February 10, 1916: A routine reconnaissance today north of Ypres. No sign of any enemy aircraft and little action below apart from the odd artillery burst. The entire sector seems rather quiet. Reynolds has a theory that the Jerries are concentrating their attention elsewhere along the front in preparation for a big spring battle that we will get left out of. I really couldn't argue against it.
February 11, 1916: More reconnaissance north of Ypres with no interference from the enemy.

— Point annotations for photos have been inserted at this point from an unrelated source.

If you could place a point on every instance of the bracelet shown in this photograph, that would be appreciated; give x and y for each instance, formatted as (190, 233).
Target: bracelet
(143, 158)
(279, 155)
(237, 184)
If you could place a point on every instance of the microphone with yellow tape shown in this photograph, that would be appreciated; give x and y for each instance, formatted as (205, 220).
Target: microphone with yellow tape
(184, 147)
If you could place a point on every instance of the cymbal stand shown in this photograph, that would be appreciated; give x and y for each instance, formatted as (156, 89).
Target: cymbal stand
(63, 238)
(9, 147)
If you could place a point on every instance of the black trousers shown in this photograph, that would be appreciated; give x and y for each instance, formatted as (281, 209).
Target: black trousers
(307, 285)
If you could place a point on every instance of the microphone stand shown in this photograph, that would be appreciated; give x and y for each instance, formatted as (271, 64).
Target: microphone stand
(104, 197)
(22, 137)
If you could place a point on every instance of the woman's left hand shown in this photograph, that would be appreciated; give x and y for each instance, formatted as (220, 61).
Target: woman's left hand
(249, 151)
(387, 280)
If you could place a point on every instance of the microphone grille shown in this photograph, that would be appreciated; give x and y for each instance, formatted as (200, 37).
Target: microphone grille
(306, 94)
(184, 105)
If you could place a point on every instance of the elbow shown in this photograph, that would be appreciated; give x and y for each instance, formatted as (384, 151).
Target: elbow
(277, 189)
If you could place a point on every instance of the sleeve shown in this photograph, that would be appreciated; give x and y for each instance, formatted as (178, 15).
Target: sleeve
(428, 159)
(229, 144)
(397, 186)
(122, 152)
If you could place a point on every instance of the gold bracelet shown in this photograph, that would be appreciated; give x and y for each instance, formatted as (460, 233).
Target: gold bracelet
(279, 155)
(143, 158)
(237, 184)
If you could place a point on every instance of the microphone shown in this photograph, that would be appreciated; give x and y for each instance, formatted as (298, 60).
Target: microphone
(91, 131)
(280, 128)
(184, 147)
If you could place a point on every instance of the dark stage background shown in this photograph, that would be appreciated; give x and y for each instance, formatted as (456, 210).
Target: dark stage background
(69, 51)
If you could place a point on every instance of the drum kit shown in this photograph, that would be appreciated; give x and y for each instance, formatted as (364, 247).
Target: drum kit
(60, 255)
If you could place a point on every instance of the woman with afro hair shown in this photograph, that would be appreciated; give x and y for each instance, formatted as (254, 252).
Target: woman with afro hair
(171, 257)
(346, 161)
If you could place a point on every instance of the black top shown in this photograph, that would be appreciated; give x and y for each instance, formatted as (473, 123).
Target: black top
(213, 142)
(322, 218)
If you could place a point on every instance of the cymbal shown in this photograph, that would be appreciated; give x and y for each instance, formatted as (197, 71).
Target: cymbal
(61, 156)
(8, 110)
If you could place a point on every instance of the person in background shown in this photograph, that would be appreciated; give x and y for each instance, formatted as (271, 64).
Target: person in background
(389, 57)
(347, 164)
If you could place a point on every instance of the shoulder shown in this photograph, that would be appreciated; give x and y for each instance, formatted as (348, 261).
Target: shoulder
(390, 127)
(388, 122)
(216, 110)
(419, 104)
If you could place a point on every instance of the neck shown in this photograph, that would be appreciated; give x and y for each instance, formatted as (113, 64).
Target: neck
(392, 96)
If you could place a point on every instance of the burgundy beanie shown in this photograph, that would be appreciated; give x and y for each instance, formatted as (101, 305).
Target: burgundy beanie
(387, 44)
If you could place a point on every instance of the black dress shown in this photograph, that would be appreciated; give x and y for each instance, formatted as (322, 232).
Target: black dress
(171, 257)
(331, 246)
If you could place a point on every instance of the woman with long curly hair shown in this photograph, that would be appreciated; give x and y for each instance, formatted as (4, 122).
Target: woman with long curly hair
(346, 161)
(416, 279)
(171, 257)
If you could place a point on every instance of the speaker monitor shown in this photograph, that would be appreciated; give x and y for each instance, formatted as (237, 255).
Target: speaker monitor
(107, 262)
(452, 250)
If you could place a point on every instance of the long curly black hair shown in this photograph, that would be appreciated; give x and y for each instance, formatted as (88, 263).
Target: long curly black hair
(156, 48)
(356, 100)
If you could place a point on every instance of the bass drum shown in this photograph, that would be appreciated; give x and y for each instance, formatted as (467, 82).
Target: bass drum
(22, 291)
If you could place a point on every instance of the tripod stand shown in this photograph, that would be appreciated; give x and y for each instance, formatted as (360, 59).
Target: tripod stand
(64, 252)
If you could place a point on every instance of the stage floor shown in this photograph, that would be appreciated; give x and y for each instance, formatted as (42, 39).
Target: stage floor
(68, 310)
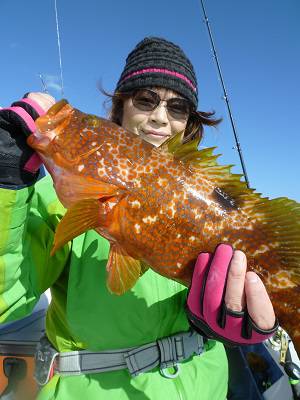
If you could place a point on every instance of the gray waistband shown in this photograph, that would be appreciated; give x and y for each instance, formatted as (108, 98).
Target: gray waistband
(165, 352)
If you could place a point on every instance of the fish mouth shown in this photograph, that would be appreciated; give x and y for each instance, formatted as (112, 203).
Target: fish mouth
(50, 125)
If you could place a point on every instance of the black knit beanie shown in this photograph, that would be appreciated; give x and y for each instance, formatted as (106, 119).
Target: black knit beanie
(157, 62)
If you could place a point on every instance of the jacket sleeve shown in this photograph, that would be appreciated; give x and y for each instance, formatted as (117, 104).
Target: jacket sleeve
(28, 218)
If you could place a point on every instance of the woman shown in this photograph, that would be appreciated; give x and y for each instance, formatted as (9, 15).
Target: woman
(156, 97)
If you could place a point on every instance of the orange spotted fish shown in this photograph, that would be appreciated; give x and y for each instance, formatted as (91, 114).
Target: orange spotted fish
(160, 207)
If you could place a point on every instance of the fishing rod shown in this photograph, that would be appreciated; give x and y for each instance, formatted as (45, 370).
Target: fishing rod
(59, 49)
(238, 145)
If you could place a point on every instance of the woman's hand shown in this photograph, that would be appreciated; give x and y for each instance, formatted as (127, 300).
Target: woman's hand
(19, 164)
(227, 303)
(246, 290)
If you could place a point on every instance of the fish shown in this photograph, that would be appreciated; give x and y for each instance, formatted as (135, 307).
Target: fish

While warming up in the mess with Chris, Mr. Davis entered, apparently with the same idea in mind. He recognized me as the pilot that had ferried him here and, seemingly in a friendly mood joined us. He helped himself to hot tea and stale biscuits, introducing himself as Warren. Chris and I would normally be sociable and ask the usual questions one asks of a new acquaintance in these situations but were a bit tongue tied for fear of probing his apparently secretive visit to RNAS-6. Happily, Warren steered the conversation toward Chris and i, asking about where we were from, how we got into flying, and all that. Surprisingly it turns out that we have a few common acquaintances back in London ... which we figured out when I mentioned the Vickers Flying School. Warren said that he works for Vickers in their design department. This caught my attention and I mentioned to him that I hoped to work for Vickers after the war ends and apprentice there as a junior mechanical engineer. When he found out I was recently graduated from engineering it was like he had found a kindred spirit ... I gather Davis and Buckminster haven't been the most brilliant conversationalists these last few days cooped up in Hanger 1. He is a graduate of the Victoria University of Manchester and we had great fun exchanging stories of pranks and profs for about half an hour before he had to return to his work.